Below is the error log that I get:

// Error Log
====================================================================
2015-09-16T14:28:48+0530 1.2.0.RELEASE INFO DeploymentsPathChildrenCache-0 
container.DeploymentListener - Deploying module 'log' for stream 
'spark-streaming-word-count'
2015-09-16T14:28:48+0530 1.2.0.RELEASE INFO DeploymentsPathChildrenCache-0 
container.DeploymentListener - Deploying module [ModuleDescriptor@6dbc4f81 
moduleName = 'log', moduleLabel = 'log', group = 'spark-streaming-word-count', 
sourceChannelName = [null], sinkChannelName = [null], index = 2, type = sink, 
parameters = map[[empty]], children = list[[empty]]]

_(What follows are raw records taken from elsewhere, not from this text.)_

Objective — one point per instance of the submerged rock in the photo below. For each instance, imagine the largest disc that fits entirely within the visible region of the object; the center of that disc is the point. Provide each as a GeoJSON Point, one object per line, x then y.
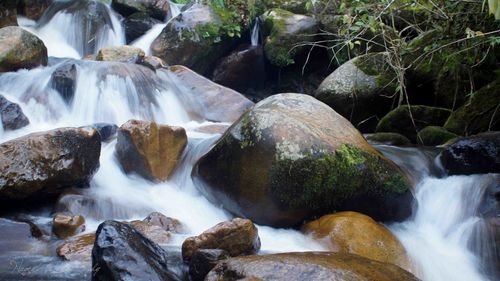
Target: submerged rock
{"type": "Point", "coordinates": [122, 253]}
{"type": "Point", "coordinates": [355, 233]}
{"type": "Point", "coordinates": [20, 49]}
{"type": "Point", "coordinates": [206, 99]}
{"type": "Point", "coordinates": [12, 115]}
{"type": "Point", "coordinates": [479, 154]}
{"type": "Point", "coordinates": [314, 266]}
{"type": "Point", "coordinates": [237, 237]}
{"type": "Point", "coordinates": [291, 157]}
{"type": "Point", "coordinates": [149, 149]}
{"type": "Point", "coordinates": [42, 164]}
{"type": "Point", "coordinates": [64, 226]}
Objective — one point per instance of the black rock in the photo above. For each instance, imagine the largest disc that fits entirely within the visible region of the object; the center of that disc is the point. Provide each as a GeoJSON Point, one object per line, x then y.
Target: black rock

2015-09-16T14:28:48+0530 1.2.0.RELEASE INFO DeploymentsPathChildrenCache-0 
container.DeploymentListener - Path cache event: 
path=/deployments/modules/allocated/4ff3ba84-e6ca-47dd-894f-aa92bdbb3e06/spark-streaming-word-count.processor.processor.1,
 type=CHILD_ADDED
2015-09-16T14:28:48+0530 1.2.0.RELEASE INFO DeploymentsPathChildrenCache-0 
container.DeploymentListener - Deploying module 'processor' for stream 
'spark-streaming-word-count'
2015-09-16T14:28:48+0530 1.2.0.RELEASE INFO DeploymentsPathChildrenCache-0 
container.DeploymentListener - Deploying module [ModuleDescriptor@5e16dafb 
moduleName = 'scala-word-count', moduleLabel = 'processor', group = 
'spark-streaming-word-count', sourceChannelName = [null], sinkChannelName = 
[null], index = 1, type = processor, parameters = map[[empty]], children = 
list[[empty]]]
2015-09-16T14:28:49+0530 1.2.0.RELEASE WARN DeploymentsPathChildrenCache-0 
util.NativeCodeLoader - Unable to load native-hadoop library for your 
platform... using builtin-java classes where applicable
2015-09-16T14:28:49+0530 1.2.0.RELEASE WARN 
sparkDriver-akka.actor.default-dispatcher-3 remote.ReliableDeliverySupervisor - 
Association with remote system [akka.tcp://sparkMaster@abcd.hadoop.ambari:7077] 
has failed, address is now gated for [5000] ms. Reason is: [Disassociated].
2015-09-16T14:29:09+0530 1.2.0.RELEASE WARN 
sparkDriver-akka.actor.default-dispatcher-4 remote.ReliableDeliverySupervisor - 
Association with remote system [akka.tcp://sparkMaster@abcd.hadoop.ambari:7077] 
has failed, address is now gated for [5000] ms. Reason is: [Disassociated].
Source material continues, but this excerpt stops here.